Finding reliable inspiration in variable times such as these can seem like an insurmountable task. For some, the contemplative serenity that one’s home may have offered no longer exists if it is converted into a quarantine area. This being the case for me, I was forced to look elsewhere to allow my mind the freedom to creatively wander. 

Though I am immersed in nature everyday while managing land, it is all too easy to forget to experience it. Though many people reading this may have heard of nature’s meditative qualities, not everyone, myself included, chooses to heed its call. After all, what does it even mean to have a more observant mindset? Where does it begin?

Admittedly, I am no expert in meditation. I’m just a person like you who occasionally needs a restorative experience. Though every individual has different needs, there are methods to try and allow yourself to experience nature differently. 

One such practice is acceptance. Venturing into nature with too grand expectations may be unrealistic for many in central Indiana. It is important to accept that you will probably hear trains, airplanes, or cars. Coming to realize that this is part of the experience was something that truly helped me find serenity, especially in urban parks. 

The most important tip I suggest is simply to try being receptive. Try to be open to nature in a manner that perhaps you never have. Try silent hikes, try just listening, try to allow yourself to become relaxed and for your mind to really take in its surroundings. Even if it is only once a week. There is no certain guide to help, because in all honesty, you cannot mess it up. Nature has a strange ability to provide whatever experience the seeker chooses to chase.

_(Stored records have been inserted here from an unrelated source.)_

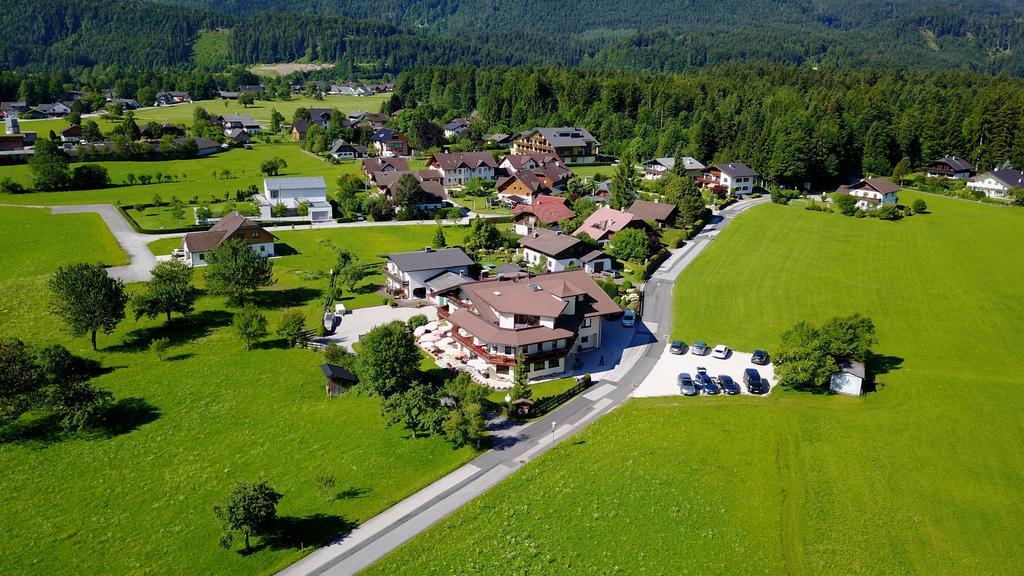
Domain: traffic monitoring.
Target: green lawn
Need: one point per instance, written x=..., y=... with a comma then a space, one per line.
x=201, y=178
x=136, y=497
x=922, y=477
x=182, y=114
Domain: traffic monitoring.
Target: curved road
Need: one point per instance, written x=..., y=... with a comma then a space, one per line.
x=516, y=446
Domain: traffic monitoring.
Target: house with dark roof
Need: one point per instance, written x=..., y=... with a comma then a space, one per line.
x=871, y=194
x=388, y=141
x=547, y=320
x=950, y=167
x=198, y=244
x=408, y=273
x=572, y=144
x=460, y=167
x=545, y=212
x=660, y=213
x=734, y=178
x=996, y=183
x=555, y=251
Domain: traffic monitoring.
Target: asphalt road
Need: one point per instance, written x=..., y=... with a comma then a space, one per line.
x=515, y=446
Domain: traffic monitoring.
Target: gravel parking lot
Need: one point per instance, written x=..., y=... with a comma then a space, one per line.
x=662, y=380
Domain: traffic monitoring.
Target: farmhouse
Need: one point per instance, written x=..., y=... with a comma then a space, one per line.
x=656, y=167
x=663, y=214
x=546, y=319
x=572, y=144
x=733, y=177
x=293, y=193
x=950, y=167
x=198, y=244
x=996, y=183
x=871, y=193
x=408, y=273
x=459, y=168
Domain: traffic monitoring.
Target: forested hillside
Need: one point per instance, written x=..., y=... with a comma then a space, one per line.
x=792, y=124
x=374, y=37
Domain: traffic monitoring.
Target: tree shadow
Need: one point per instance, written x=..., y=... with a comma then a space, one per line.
x=289, y=297
x=178, y=331
x=312, y=531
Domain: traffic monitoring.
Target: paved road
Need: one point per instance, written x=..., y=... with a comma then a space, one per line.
x=516, y=446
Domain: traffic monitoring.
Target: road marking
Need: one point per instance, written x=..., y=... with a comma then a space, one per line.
x=599, y=393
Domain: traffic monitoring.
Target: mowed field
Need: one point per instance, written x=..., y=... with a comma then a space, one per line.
x=135, y=496
x=922, y=477
x=182, y=113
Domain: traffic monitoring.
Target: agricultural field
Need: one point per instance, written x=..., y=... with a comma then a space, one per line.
x=896, y=482
x=182, y=114
x=135, y=496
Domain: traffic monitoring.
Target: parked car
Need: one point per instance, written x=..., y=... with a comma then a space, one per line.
x=707, y=384
x=728, y=385
x=686, y=386
x=630, y=318
x=755, y=383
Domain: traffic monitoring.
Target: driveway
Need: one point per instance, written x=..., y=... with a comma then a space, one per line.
x=360, y=321
x=662, y=379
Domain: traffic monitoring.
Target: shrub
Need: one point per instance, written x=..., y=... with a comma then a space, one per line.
x=159, y=346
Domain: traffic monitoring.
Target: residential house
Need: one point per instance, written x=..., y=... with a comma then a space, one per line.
x=997, y=183
x=388, y=141
x=662, y=213
x=293, y=192
x=656, y=167
x=170, y=98
x=871, y=193
x=199, y=244
x=950, y=167
x=547, y=320
x=545, y=212
x=342, y=150
x=572, y=144
x=457, y=127
x=605, y=222
x=555, y=251
x=458, y=168
x=733, y=177
x=408, y=273
x=72, y=134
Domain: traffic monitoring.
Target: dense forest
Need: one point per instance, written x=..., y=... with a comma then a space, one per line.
x=795, y=125
x=368, y=38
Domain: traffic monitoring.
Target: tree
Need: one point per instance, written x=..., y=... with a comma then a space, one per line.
x=250, y=325
x=388, y=359
x=416, y=408
x=293, y=327
x=625, y=183
x=87, y=299
x=49, y=166
x=169, y=291
x=251, y=508
x=236, y=271
x=439, y=240
x=631, y=244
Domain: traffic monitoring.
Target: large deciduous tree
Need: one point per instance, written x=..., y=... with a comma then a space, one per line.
x=87, y=299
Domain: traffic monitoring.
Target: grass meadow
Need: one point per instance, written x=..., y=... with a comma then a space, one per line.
x=135, y=496
x=921, y=477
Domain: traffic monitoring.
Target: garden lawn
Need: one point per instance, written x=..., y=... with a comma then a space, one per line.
x=136, y=497
x=201, y=178
x=922, y=477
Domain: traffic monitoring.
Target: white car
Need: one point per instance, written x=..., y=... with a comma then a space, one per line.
x=629, y=318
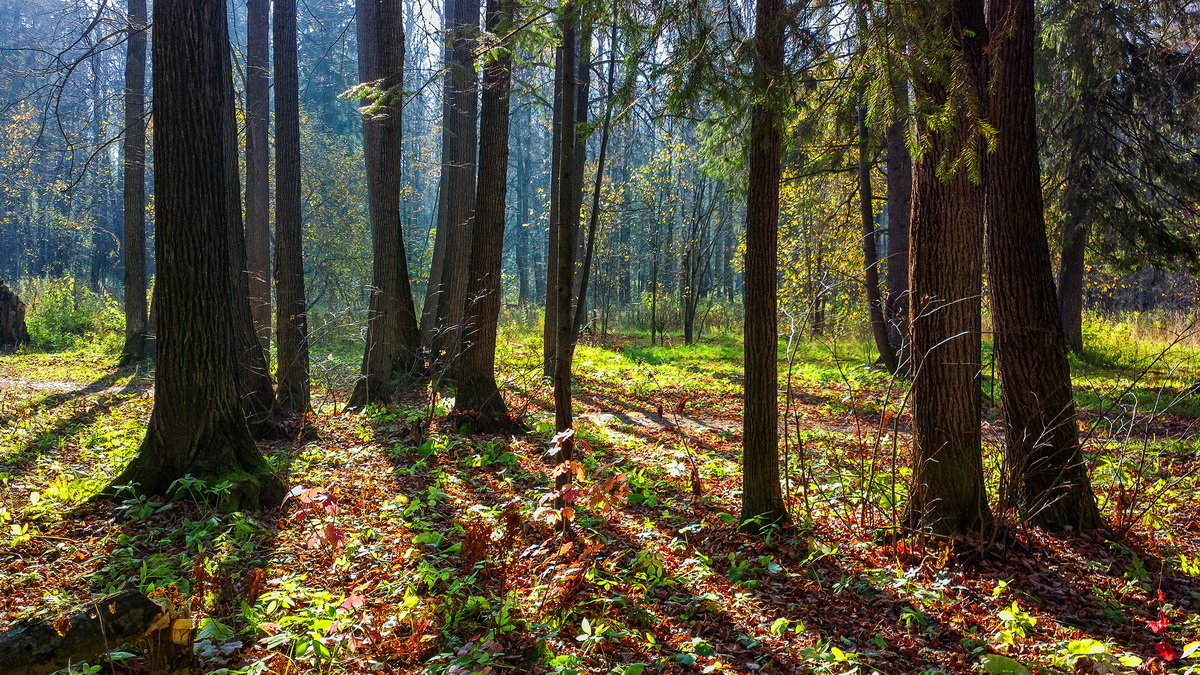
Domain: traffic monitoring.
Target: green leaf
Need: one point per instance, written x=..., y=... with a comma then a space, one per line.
x=1086, y=647
x=999, y=664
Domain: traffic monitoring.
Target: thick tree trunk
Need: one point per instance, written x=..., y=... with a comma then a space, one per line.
x=870, y=249
x=459, y=139
x=393, y=334
x=135, y=211
x=1044, y=465
x=946, y=266
x=13, y=334
x=762, y=500
x=198, y=426
x=292, y=318
x=478, y=390
x=258, y=160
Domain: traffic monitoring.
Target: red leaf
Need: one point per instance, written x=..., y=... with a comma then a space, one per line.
x=335, y=536
x=1167, y=651
x=354, y=602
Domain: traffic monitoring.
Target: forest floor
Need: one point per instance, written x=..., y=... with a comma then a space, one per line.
x=411, y=545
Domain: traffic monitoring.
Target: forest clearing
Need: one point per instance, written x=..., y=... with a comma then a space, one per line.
x=411, y=545
x=558, y=336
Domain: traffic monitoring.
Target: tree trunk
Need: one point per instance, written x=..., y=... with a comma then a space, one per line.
x=393, y=334
x=946, y=266
x=292, y=320
x=550, y=324
x=762, y=500
x=568, y=228
x=253, y=376
x=258, y=160
x=135, y=211
x=870, y=249
x=478, y=390
x=1044, y=465
x=13, y=334
x=36, y=646
x=198, y=426
x=459, y=139
x=581, y=305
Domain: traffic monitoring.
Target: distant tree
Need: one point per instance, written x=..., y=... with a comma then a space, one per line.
x=393, y=334
x=292, y=318
x=762, y=500
x=875, y=304
x=1044, y=464
x=459, y=148
x=135, y=210
x=198, y=426
x=258, y=160
x=477, y=388
x=1121, y=144
x=946, y=262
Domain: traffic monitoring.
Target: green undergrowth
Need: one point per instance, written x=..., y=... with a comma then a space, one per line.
x=409, y=547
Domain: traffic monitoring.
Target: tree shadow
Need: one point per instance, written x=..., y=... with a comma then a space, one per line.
x=64, y=429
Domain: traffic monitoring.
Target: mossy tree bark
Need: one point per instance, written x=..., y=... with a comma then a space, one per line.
x=1044, y=465
x=198, y=426
x=762, y=499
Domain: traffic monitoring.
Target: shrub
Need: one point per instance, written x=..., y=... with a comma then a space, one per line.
x=64, y=314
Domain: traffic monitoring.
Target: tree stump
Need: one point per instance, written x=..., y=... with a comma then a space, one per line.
x=13, y=334
x=37, y=646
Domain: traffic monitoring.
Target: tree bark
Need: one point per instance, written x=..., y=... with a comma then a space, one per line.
x=39, y=647
x=13, y=334
x=459, y=142
x=564, y=255
x=762, y=499
x=946, y=266
x=899, y=215
x=1071, y=274
x=870, y=249
x=1044, y=465
x=135, y=211
x=393, y=334
x=478, y=392
x=581, y=305
x=198, y=426
x=253, y=376
x=292, y=318
x=258, y=160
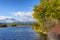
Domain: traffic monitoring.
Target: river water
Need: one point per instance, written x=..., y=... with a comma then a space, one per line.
x=18, y=33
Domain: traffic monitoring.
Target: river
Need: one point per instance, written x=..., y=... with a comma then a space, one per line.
x=18, y=33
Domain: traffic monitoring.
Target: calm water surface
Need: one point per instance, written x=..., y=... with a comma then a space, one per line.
x=18, y=33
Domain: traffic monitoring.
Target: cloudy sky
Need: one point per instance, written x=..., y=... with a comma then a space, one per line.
x=19, y=9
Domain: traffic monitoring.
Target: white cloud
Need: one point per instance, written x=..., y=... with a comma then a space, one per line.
x=24, y=16
x=4, y=17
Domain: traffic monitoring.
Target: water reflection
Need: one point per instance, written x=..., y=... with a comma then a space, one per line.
x=18, y=33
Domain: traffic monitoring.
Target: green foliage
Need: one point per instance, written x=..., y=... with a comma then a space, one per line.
x=46, y=11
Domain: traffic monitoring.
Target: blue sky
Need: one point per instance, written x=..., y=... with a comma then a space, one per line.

Music and art are universal languages. There may be no such piece composed more fantastically than that of the chirping birds, wind brushed grasses, and the croak of frogs. A language that speaks to us all because, on some level, we understand its significance. 

Whether you are familiar with nature’s call or have never experienced it, wander into nature and let its serenity fill your mind. Make your footsteps the gentle bass drum of its orchestration and use your voice to sing on its behalf. 

Jake Gamble is the Stewardship Coordinator for Red-tail Land Conservancy. Impassioned by land conservation, he strives to protect and preserve the natural quality of Indiana while inspiring others to do the same.